The Principal must confirm any oral instructions immediately in writing or by e-mail (in text form). The Agent must not use the data for any other purpose and is particularly forbidden to disclose the data to third parties. No copies or duplicates may be produced without the knowledge of the Principal. This does not apply to backup copies where these are required to assure proper data processing, or to any data required to comply with statutory retention rules.
The Agent must inform the principal immediately, in accordance with Section 11(3) sentence 2 BDSG, if he believes that there has been infringement of legal data protection provisions. He may then postpone the execution of the relevant instruction until it is confirmed or changed by the Principal’s representative.
(10) Deletion of data and return of data media
Upon completion of the contractual work or when requested by the Principal – and no later than the end-date of the Service Agreement – the Agent must return to the Principal all documents in his possession and all work products and data produced in connection with the commission, or delete them in compliance with data protection law with the prior consent of the Principal. The same applies to any test data and scrap material. The deletion log must be presented upon request.
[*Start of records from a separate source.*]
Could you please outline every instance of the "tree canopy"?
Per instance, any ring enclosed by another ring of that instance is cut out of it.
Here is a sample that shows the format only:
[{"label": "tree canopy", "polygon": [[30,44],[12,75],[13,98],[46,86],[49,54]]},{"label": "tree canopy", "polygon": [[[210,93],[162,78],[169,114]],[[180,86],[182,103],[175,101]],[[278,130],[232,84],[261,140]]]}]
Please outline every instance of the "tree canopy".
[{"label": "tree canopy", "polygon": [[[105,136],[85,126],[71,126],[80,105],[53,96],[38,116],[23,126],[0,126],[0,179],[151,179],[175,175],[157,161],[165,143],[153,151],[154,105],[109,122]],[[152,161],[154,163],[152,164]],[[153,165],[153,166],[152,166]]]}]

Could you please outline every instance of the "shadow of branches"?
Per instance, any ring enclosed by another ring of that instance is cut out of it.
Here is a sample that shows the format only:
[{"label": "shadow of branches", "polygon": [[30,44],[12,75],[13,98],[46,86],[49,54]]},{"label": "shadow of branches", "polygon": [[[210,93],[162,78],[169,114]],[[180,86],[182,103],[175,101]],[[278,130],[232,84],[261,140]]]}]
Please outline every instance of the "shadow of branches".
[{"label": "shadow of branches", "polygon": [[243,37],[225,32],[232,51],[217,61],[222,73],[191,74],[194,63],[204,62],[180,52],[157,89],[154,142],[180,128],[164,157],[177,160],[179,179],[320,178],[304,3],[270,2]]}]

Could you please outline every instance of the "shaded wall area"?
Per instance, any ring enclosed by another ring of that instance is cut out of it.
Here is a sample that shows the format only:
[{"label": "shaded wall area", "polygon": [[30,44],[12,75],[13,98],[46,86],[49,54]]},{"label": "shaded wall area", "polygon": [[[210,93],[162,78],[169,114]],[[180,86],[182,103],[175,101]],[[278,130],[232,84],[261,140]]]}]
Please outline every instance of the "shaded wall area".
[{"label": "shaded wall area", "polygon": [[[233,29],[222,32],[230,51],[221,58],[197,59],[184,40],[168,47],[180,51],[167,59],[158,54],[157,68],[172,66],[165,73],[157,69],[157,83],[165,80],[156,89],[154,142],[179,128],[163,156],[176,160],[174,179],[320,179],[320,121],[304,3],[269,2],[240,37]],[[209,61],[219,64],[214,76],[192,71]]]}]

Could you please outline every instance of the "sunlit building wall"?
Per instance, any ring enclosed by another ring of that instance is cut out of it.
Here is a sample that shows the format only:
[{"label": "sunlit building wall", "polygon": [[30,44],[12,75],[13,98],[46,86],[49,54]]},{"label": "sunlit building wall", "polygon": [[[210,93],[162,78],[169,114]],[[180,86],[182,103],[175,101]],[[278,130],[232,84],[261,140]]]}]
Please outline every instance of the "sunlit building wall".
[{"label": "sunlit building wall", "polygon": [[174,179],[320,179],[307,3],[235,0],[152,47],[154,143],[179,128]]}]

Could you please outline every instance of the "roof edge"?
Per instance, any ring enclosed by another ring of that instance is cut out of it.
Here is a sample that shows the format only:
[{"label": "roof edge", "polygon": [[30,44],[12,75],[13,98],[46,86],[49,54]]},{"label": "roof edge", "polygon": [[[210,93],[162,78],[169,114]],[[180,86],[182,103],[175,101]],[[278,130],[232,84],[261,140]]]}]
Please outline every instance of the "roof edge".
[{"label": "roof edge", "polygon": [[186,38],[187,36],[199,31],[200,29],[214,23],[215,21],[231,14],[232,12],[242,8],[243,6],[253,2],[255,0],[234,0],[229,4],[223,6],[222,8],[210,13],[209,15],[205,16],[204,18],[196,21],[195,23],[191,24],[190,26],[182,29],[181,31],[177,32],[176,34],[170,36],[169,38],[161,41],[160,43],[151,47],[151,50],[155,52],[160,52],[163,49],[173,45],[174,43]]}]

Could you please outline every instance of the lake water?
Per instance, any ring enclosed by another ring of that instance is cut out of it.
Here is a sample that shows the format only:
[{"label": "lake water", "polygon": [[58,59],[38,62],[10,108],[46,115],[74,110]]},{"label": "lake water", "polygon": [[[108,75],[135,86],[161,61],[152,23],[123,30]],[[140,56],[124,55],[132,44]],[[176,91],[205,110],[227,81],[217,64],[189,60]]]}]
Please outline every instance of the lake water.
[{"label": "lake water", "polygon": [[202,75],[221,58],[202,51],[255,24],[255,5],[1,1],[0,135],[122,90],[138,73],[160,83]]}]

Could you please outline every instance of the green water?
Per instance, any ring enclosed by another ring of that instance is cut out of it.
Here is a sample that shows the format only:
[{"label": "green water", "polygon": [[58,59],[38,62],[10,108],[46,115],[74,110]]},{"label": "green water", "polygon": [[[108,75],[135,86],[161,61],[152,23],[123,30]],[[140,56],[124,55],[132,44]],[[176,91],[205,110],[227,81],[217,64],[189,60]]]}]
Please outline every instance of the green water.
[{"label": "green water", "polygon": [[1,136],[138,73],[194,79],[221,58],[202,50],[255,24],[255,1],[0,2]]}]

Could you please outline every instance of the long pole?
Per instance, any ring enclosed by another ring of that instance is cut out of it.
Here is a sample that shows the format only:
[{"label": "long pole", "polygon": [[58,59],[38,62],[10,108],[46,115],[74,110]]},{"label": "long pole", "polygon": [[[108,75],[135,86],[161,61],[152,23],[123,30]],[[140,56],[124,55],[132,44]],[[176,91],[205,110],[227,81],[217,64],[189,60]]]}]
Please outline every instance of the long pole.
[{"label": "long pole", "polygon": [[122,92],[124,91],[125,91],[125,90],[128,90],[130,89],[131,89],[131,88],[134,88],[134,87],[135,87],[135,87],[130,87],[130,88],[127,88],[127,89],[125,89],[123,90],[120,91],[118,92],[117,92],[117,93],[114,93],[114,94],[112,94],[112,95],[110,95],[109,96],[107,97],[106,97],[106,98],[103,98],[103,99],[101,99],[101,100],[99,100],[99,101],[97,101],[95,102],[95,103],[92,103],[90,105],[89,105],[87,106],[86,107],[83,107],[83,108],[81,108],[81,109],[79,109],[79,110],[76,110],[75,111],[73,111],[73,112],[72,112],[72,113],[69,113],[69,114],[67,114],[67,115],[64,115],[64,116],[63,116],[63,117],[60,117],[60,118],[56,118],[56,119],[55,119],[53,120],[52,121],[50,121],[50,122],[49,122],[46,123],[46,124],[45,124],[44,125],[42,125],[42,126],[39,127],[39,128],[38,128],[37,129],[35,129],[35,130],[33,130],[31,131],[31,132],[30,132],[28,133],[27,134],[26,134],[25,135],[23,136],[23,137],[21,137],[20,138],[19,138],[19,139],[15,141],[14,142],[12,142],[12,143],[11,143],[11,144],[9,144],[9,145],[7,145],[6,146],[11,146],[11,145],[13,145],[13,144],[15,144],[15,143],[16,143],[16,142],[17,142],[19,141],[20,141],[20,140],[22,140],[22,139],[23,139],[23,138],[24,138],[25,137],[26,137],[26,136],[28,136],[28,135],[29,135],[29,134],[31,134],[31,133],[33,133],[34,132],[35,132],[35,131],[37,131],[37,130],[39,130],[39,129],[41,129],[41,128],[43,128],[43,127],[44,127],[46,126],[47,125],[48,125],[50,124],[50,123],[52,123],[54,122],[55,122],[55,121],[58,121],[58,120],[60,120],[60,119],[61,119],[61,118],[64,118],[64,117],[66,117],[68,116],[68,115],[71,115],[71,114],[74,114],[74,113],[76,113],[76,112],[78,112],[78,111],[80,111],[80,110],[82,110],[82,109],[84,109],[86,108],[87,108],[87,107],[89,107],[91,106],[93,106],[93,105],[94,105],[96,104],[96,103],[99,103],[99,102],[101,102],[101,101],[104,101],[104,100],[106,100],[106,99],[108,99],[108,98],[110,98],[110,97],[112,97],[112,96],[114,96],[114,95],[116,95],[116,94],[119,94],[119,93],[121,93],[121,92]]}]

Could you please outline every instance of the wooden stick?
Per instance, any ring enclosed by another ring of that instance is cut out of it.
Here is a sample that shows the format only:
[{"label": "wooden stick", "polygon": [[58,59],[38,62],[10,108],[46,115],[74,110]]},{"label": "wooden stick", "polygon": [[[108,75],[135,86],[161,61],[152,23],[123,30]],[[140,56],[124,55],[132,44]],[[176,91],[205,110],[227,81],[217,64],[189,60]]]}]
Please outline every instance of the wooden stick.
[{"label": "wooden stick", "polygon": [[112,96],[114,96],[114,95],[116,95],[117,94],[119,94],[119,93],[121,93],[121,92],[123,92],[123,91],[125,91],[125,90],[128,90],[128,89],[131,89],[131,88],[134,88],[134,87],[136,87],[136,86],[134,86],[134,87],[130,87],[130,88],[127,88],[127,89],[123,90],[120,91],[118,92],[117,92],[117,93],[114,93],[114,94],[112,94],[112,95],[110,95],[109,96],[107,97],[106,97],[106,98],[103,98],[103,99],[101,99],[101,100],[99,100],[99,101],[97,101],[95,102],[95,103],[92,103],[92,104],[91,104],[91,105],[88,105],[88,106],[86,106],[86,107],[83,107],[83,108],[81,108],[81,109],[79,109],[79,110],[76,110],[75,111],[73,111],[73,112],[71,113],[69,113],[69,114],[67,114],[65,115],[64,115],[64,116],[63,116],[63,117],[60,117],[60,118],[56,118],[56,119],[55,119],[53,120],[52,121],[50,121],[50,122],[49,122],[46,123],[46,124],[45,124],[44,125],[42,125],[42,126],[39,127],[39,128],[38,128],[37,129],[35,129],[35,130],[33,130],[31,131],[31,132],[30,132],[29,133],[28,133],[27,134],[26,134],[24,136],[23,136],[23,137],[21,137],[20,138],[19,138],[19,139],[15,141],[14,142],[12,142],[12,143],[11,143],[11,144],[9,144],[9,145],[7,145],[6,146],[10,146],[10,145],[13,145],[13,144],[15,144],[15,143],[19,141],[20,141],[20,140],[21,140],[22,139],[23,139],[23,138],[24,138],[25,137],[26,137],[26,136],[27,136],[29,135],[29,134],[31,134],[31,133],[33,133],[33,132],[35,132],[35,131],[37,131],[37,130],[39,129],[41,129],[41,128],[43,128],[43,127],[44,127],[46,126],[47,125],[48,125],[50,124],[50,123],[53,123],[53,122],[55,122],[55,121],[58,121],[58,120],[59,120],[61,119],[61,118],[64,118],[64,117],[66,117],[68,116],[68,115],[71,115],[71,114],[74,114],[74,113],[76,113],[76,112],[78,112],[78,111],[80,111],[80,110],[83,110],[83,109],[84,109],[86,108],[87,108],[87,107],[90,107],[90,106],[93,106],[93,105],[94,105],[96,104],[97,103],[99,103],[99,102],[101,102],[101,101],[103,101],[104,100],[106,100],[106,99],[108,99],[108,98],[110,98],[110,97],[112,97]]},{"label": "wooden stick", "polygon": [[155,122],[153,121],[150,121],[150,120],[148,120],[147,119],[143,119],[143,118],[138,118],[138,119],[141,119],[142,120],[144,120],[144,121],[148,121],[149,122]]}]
Documentation intended as proof of proper data processing must be kept by the Agent beyond the end of the Agreement in accordance with relevant retention periods. The Agent may hand such documentation over to the Principal after expiry of the Agreement.
(11) Approval of affected persons
The principal confirms, that he got the approval of affected customers and employees to collect, process and use their personal data. This applies especially for special personal data or when the personal data is used to rate the personality of the affected, including his skills, performance or his behavior.
(12) Aggregated data
For optimization purposes, Wunderdata gets the right to collect, process and use non personal data (anonymous or aggregated data) of the principal without directive. Examples of such data includes a benchmark across all Wunderdata clients on metrics such as size of data set. Wunderdata will not publish data if it is a) personal data or if b) it includes data specific to a client.
§3 Other
(1) Change of Terms and Conditions
Wunderdata is entitled to unilaterally amend these terms, to the extent necessary to eliminate interference or equivalence to adapt their legal or technical environment.
(2) Jurisdiction
For all transactions with Wunderdata applies the law of the Federal Republic of Germany.
(3) Severability
Should individual provisions of this contract be or become invalid or should the contract have an unforeseen gap, the validity of the remaining provisions stay unaffected. Instead of the invalid or missing provisions, the respective legal regulations apply.
(4) Language
Only the German version of these terms is legally binding. All translations have informational purpose only.